Sun Jan 5, 2014, 05:29 PM
Jan 2014

Especially since one person has a different sense of what is an illness or pain than another person might be. But the caveat is that there is not much of an issue to begin with, and that the person isn't going whole hog into "it's natural, so it's all good" belief system that many hucksters pitching woo for profit.

Look, exercise, vitamins and specific dietary supplementation (a change of balance in the intake or citrus, leafy greens, garlic, fats, sugars, meat) are not really "woo" when used in a balanced manner to the healthy average person who doesn't have access to a good diet that includes fresh healthy food and regular doctor's visits. They are also not "woo" to a person who's condition or disease creates a lack or excess of a critical mineral in the body but is otherwise fairly fine (like coping with stress, pregnancy or during the recovery period from an injury or illness). A guy with kidney issues who needs to take a diuretic also may need a potassium supplement in his diet. A pregnant woman usually (not always) needs additional iron, calcium, vitamins A , D, and folic acid in the first trimester of her pregnancy.
I have a couple co-workers who, after getting a diagnosis of a condition and getting treated for it, now do the "no gluten/green tea" or "paleo-diet" that also do cross-fit, swim regularly, and see their doctors regularly for the conditions they have. Is it the diet, or the exercise, or the regular doctor's visits and monitoring of their body condition that is keeping them healthy as they age? Those co-workers will say it's their diet that "fixed" their condition, but the truth is that they went through a modern medical procedure to fix the problem, then have their doctors monitoring them and are now following good habits to keep the original condition at bay.

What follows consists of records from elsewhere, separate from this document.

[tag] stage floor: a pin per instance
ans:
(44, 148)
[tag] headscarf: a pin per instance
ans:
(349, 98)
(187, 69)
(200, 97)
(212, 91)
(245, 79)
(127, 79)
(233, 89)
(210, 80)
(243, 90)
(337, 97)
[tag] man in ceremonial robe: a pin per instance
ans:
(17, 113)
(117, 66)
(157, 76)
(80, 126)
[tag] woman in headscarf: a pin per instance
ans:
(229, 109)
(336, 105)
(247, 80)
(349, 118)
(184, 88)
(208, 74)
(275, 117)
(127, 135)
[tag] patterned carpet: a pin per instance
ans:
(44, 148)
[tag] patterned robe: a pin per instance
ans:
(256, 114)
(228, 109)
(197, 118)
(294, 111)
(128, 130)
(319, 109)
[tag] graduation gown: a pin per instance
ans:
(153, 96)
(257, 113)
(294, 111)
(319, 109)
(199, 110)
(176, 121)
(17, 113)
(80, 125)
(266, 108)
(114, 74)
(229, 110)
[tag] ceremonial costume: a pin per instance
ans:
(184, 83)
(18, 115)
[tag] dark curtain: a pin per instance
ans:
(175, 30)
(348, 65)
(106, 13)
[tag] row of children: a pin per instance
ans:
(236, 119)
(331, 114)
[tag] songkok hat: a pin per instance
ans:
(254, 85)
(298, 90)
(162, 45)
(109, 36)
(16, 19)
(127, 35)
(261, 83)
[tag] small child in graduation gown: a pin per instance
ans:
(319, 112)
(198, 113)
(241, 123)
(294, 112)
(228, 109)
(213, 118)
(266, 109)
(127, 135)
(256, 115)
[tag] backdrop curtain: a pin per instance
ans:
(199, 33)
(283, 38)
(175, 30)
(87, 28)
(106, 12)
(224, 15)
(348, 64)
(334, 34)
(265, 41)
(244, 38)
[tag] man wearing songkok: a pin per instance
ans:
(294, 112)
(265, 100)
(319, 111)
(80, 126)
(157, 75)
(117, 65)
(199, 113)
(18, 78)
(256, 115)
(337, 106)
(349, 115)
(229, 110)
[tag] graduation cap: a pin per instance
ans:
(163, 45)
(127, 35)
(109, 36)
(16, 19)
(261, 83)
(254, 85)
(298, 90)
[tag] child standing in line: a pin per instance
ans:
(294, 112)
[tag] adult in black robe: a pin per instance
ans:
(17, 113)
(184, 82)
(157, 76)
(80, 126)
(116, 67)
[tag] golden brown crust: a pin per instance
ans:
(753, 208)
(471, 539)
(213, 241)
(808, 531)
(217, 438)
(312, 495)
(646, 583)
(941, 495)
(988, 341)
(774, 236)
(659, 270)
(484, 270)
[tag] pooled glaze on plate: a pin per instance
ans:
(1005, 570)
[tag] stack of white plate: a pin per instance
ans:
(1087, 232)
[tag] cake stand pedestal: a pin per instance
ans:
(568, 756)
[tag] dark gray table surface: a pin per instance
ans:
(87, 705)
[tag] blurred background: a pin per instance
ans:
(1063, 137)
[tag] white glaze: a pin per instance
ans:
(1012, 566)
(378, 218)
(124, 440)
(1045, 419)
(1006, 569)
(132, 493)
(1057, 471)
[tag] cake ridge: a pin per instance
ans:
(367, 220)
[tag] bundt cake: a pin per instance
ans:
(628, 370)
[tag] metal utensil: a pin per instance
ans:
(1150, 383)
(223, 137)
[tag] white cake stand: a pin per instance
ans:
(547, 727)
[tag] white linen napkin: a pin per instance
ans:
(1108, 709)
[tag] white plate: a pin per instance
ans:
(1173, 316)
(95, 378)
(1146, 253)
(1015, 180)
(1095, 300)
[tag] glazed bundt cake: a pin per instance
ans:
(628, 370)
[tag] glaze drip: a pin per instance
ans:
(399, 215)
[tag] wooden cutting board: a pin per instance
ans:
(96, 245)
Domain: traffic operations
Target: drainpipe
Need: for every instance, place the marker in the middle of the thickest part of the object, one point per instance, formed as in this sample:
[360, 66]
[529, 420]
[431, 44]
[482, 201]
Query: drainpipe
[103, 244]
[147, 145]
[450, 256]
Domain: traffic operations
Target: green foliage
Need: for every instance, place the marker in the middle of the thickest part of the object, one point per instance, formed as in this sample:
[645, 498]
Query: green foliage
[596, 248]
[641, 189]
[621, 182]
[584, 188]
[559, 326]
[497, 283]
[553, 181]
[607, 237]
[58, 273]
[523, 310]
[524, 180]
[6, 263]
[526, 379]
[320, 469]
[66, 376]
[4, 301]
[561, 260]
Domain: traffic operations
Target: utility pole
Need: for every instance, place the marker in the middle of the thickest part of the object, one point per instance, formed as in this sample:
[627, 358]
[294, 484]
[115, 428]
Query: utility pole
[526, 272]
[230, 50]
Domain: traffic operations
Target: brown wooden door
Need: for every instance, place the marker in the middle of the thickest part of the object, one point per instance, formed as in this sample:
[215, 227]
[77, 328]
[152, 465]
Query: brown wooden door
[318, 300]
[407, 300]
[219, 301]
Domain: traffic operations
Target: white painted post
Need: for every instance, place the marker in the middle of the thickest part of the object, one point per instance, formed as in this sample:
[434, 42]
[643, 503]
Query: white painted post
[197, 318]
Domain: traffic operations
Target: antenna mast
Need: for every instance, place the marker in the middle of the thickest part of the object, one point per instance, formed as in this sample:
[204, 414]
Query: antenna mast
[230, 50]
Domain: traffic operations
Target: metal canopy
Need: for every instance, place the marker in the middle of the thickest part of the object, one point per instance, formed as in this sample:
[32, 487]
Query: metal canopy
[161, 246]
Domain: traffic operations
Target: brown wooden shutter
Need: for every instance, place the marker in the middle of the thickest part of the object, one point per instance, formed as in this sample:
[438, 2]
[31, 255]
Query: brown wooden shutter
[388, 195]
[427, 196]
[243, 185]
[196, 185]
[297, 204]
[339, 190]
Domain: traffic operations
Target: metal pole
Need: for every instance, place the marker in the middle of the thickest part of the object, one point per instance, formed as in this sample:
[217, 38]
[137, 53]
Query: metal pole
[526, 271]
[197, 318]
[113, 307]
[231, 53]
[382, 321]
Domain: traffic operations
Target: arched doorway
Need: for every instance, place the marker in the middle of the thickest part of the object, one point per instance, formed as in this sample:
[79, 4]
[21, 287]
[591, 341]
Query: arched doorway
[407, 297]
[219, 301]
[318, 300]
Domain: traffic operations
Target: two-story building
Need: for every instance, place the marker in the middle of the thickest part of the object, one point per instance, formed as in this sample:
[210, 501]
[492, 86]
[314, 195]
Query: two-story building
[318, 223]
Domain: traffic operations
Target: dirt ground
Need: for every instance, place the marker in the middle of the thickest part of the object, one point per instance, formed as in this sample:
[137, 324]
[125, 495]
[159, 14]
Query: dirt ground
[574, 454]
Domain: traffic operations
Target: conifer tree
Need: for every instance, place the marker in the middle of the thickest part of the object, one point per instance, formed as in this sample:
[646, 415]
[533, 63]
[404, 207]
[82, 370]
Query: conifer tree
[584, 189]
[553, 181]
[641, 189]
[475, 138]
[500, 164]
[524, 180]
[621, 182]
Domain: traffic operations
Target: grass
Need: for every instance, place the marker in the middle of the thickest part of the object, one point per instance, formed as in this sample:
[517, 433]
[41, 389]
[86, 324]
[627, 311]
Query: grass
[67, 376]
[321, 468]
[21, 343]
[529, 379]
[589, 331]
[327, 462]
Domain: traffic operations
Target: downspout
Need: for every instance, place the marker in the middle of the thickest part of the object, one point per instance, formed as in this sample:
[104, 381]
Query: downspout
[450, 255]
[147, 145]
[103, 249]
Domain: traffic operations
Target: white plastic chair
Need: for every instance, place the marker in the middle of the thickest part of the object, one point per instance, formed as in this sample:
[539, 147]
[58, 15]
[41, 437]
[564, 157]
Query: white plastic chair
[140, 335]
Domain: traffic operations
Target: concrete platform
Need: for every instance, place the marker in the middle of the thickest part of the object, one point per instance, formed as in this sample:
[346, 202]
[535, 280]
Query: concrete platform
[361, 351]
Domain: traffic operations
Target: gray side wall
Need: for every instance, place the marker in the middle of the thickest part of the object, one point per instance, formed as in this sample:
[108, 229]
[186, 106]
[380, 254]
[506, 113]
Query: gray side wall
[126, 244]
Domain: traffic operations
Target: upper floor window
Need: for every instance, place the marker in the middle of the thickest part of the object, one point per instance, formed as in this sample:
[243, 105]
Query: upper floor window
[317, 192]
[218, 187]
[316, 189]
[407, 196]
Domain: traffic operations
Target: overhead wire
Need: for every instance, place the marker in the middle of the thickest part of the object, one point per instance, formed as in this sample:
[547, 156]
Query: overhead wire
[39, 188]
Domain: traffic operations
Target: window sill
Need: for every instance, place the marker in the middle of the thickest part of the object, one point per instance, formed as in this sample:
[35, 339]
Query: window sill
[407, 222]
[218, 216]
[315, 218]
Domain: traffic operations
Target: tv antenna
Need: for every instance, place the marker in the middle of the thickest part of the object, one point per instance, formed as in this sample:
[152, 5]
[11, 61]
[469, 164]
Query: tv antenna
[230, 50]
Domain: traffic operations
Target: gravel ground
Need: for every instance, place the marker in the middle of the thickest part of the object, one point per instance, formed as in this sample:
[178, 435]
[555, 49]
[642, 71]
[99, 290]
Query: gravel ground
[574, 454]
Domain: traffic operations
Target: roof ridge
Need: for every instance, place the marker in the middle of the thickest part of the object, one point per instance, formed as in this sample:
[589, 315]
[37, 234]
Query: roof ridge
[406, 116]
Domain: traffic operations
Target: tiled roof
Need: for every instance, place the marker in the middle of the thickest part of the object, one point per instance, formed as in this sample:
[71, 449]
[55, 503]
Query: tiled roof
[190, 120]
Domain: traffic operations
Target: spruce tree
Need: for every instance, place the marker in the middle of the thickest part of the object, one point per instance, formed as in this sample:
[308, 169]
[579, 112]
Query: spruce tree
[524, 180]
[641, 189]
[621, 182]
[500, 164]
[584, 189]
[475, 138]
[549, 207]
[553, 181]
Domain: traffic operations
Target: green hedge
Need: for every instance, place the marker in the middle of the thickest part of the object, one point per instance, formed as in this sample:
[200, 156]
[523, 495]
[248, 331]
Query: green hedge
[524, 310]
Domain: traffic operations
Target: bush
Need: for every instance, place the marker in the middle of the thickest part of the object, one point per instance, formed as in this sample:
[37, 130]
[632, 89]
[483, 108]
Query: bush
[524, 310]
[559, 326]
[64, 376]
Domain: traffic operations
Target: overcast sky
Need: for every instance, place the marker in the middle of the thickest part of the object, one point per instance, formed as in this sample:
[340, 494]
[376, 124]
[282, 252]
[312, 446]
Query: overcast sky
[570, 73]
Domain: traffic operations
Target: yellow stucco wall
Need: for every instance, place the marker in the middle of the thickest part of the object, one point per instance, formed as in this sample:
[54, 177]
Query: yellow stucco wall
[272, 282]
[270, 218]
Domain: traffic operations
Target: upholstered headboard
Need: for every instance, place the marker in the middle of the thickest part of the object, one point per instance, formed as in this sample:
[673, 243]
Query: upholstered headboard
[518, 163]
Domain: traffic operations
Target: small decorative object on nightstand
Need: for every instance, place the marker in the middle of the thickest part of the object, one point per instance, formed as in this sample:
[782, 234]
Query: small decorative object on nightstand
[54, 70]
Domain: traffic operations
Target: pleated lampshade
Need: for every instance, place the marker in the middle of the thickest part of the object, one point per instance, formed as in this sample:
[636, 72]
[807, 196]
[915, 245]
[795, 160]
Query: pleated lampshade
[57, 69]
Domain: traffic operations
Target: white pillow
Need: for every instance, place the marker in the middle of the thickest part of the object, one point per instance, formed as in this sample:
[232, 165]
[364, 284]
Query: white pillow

However, depending on a type of diet or supplement to "cure what ails ya" without real medical monitoring as a cure-all or medicine is Woo. It is not "holistic", it is dangerous as any other self-diagnosis can be.

Supplementals are supposed to "supplement" a medical process or make up for a specific lack - they're not going to cure. They can make you feel better, and if you don't have the instruments or tests to actually see what's going on, the appearance that you are being healed is purely subjective. That's where the woo comes in.
Y'know, when you're slowly dying of undiagnosed testicular cancer and genetic high cholesterol, but you're feeling better because your endorphins are being triggered through your brand new modified paleo-diet that is being promoted for testicular health, the protein supplements, and your new routine at the gym.
If you depend on your diet, exercise, and herbal products made Gawd-Knows-Where under questionable conditions that some homeopathic/paleo-vegan/"born-again Navajo Shaman"/private practice M.D. is hawking on the internet along with his/her newest "Wanna Feel Like You're 21 Forever" book which contains:
A 40 page psuedo-scientific (i.e. mash of his/her old college Botany 243 and Human Biology 324 notes checked against WebMD and the EU's naturopathic Medical Guide) hypothesis combined with,
the pilfered diary and formulary from their ex's Missouri midwife great-granny's home remedies,
a Punjabi Vegan cookbook from the 1960's, and,
a mix of Irish, "Sioux" and Basque folklore, bio-feedback, Tai-Chi, and New Age Mysticism...
...Well, you're not getting better, no matter how special and "better than modern medicine" the "treatment" seems to be. You have slipped into the Woo Zone. You will still die of either your testicular cancer or of problems brought on by your cholesterol, and it will be far sooner and the end would be more painful than if you had gotten to a responsible doctor with access to real equipment and treatment options in time to catch your condition and get it stabilized and regulated.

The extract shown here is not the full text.